Supported by the Foundation of Science and Technology Plan of Guangdong Province, China (No. 2004B35001007)
Correspondence to: Mei-Hai Deng, Department of Hepatobiliary Surgery, Third Affiliated Hospital, Sun Yat-Sen University, Guangzhou 510630, Guangdong Province, China. jakeliubo@gmail.com
Telephone: +86-20-85516867-2154 Fax: +86-20-34305271
Received: August 23, 2006
Revised: October 1, 2006
Accepted: October 6, 2006
Published online: November 14, 2006
Abstract

AIM: To detect the hemodynamic alterations in collateral circulation before and after combined endoscopic variceal ligation (EVL) and splenectomy with pericardial devascularization by ultrasonography, and to evaluate their effect using hemodynamic parameters.

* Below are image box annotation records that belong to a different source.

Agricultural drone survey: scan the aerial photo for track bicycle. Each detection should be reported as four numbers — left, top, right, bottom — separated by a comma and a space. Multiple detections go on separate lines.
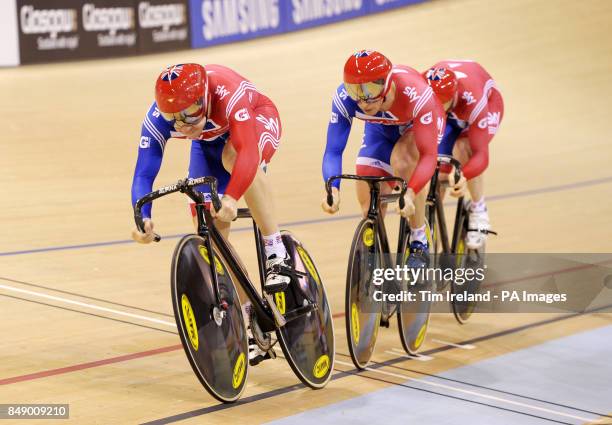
134, 177, 334, 402
426, 155, 497, 324
325, 174, 431, 369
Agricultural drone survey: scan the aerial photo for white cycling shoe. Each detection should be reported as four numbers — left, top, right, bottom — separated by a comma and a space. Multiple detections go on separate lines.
264, 255, 291, 294
465, 210, 491, 249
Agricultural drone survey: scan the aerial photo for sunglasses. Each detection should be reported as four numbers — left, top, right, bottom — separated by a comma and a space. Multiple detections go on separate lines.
161, 99, 204, 125
344, 80, 385, 103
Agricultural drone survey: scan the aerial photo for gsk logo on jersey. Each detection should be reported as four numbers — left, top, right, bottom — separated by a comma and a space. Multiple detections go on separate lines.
215, 86, 230, 100
162, 64, 183, 81
404, 87, 421, 103
420, 111, 433, 125
478, 112, 501, 134
138, 136, 151, 149
234, 108, 251, 121
461, 91, 476, 105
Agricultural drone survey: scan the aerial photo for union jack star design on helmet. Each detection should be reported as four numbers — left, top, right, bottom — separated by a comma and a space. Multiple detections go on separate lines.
161, 64, 183, 81
353, 50, 373, 58
425, 68, 446, 81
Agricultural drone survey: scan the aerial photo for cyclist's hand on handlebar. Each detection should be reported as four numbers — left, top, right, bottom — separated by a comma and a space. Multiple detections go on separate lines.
321, 187, 340, 214
210, 195, 238, 223
448, 168, 467, 198
399, 188, 416, 218
132, 218, 155, 243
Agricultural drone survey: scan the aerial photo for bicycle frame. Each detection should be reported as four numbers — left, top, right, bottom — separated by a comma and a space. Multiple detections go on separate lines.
427, 155, 465, 254
134, 177, 276, 332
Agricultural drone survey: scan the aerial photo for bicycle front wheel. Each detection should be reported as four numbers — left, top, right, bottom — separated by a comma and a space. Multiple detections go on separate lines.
451, 214, 486, 324
274, 230, 335, 389
344, 219, 382, 369
397, 220, 434, 356
171, 235, 249, 403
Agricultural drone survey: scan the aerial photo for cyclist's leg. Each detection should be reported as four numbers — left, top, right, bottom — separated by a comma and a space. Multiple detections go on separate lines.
355, 122, 399, 217
453, 89, 504, 245
223, 105, 281, 235
223, 103, 291, 293
189, 140, 231, 239
453, 89, 504, 202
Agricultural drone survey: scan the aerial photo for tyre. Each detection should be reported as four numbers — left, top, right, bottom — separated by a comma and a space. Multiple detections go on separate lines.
274, 231, 335, 389
171, 235, 249, 403
344, 219, 382, 369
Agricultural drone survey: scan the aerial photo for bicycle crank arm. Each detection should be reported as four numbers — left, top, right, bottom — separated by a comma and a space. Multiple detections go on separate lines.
468, 228, 497, 236
285, 303, 318, 323
264, 293, 287, 328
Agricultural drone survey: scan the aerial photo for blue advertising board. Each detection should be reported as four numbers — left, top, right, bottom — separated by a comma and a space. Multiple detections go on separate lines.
189, 0, 286, 47
189, 0, 424, 47
284, 0, 368, 31
366, 0, 423, 13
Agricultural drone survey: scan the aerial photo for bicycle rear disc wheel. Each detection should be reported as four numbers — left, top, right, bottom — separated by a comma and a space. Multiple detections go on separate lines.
171, 235, 249, 403
274, 230, 335, 389
344, 219, 382, 369
397, 220, 434, 356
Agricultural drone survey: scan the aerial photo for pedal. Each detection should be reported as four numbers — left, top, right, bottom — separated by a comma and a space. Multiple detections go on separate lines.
264, 292, 287, 328
249, 348, 276, 366
264, 283, 289, 295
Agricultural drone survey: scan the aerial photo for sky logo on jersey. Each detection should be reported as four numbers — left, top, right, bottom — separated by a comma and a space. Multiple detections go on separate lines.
162, 64, 183, 81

METHODS: Forty-three patients with esophageal varices received combined EVL and splenectomy with pericardial devascularization for variceal eradication. The esophageal vein structures and azygos blood flow (AZBF) were detected by endoscopic ultrasonography and color Doppler ultrasound. The recurrence and rebleeding of esophageal varices were followed up.

RESULTS: Patients with moderate or severe varices in the esophageal wall and those with severe peri-esophageal collateral vein varices had improvements after treatment, while the percentage of patients with severe para-esophageal collateral vein varices decreased from 54.49% to 2.33%, and the percentage of patients with detectable perforating veins decreased from 79.07% to 4.65% (P < 0.01). Color Doppler flowmetry showed a significant decrease both in AZBF (43.00%, P < 0.05) and in diameter of the azygos vein (28.85%, P < 0.05), while the blood flow rate was unchanged. The recurrence rate of esophageal varices was 2.5% (1/40, mild), while no re-bleeding cases were recorded.

CONCLUSION: EVL in combination with splenectomy with pericardial devascularization can block the collateral veins both inside and outside of the esophageal wall, and is more advantagious over splenectomy in combination with pericardial devascularization or EVL in preventing recurrence and re-bleeding of varices.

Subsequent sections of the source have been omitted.